Litter Free Dorsets #GreenClean

In September 2018 CPRE held a England-wide litter pick to collect data on the numbers, sizes and materials of drinks containers that are littered across the country #GreenClean

The Green Clean initiative was supported by Schools, Community Groups and Organisations including: Dorset Devils (Bournemouth Beach), Dorset Wildlife Trust (Worbarrow Bay), Litter Free Purbeck, Wareham Wombles, and West Dorset Conservatives.

Damers First School partnered up with The Thomas Hardye School and took part in a joint Litter Pick. CPRE even came into Damers school and did a presentation to yr3 on the importance of deposit return scheme.

The Reverse Vending Machine

The CPRE Reverse Vending Machine visited Dorset from 13th to 15th September.
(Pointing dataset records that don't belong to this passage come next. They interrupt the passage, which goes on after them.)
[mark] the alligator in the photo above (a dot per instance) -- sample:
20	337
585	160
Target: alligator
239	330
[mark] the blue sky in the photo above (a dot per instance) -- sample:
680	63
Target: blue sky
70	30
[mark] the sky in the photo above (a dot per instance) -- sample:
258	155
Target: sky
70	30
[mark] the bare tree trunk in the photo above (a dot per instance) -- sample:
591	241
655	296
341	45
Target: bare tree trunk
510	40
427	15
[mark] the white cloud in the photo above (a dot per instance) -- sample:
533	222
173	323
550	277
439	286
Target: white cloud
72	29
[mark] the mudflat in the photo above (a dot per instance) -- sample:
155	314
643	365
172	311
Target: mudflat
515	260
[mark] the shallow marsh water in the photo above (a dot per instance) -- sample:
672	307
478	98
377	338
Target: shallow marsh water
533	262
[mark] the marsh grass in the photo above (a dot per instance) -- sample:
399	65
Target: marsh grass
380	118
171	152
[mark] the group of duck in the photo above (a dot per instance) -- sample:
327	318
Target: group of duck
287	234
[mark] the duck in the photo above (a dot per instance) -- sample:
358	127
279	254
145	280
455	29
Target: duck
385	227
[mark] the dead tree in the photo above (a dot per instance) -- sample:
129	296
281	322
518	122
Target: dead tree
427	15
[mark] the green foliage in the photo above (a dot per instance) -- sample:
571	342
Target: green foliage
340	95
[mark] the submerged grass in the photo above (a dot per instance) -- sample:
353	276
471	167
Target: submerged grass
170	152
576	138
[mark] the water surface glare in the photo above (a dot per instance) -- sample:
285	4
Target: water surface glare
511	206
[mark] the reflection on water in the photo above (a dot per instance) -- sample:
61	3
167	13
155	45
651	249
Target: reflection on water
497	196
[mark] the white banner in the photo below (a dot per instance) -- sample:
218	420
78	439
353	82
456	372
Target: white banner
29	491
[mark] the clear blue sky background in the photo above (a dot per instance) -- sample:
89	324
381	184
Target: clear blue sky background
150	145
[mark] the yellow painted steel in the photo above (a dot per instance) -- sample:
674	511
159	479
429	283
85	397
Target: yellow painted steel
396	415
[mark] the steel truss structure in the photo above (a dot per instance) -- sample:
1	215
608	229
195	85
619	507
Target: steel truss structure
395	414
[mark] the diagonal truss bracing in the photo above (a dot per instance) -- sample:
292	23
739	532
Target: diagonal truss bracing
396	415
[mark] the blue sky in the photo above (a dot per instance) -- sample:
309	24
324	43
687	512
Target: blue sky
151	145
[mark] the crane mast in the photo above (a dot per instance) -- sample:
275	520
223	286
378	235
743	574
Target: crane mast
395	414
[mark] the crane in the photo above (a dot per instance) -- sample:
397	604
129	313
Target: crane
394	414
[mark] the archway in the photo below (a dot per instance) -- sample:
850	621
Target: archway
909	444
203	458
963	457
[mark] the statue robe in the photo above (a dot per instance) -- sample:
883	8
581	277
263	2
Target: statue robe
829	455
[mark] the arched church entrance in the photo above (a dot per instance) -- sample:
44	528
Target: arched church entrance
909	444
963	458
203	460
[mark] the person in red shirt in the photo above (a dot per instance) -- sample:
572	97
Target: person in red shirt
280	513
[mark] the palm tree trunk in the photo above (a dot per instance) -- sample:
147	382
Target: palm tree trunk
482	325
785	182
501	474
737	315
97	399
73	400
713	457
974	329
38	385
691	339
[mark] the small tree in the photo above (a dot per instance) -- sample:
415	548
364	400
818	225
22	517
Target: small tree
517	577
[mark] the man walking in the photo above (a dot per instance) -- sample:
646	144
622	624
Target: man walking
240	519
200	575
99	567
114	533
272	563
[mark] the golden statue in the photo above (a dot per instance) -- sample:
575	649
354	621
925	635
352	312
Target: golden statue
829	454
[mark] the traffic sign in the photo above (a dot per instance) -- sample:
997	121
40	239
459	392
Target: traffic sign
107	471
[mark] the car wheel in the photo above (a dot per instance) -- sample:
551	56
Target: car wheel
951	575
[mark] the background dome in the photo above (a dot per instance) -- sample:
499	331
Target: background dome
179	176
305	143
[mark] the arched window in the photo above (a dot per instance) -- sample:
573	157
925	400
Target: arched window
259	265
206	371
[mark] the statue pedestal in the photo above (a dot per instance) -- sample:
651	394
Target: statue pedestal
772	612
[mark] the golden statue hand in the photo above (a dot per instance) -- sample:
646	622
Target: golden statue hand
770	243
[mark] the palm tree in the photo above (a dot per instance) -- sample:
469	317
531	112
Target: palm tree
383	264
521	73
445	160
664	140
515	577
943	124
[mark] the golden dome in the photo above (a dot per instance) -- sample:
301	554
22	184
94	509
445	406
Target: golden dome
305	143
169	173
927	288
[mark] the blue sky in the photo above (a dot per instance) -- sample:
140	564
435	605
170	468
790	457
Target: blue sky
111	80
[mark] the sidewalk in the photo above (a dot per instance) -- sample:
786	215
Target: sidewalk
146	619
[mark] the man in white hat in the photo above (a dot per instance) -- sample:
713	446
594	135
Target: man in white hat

Volunteers were able to dispose of, and receive cash for, each of the drinks containers they picked, giving people a feel for how the national system will work and highlighting how financial incentives can help to boost recycling.

Volunteers taking part in the Green Clean collected a total of 11,212 cans and bottles of all shapes, sizes and materials. Over a third (35%) of those collected were made from plastic, 50% were aluminium, 14% glass and 1% Tetra Pak.

While plastic packaging has been making the headlines, this data shows that two-thirds of all drinks containers littered are made from other materials – such as aluminium and glass – and should be taken just as seriously.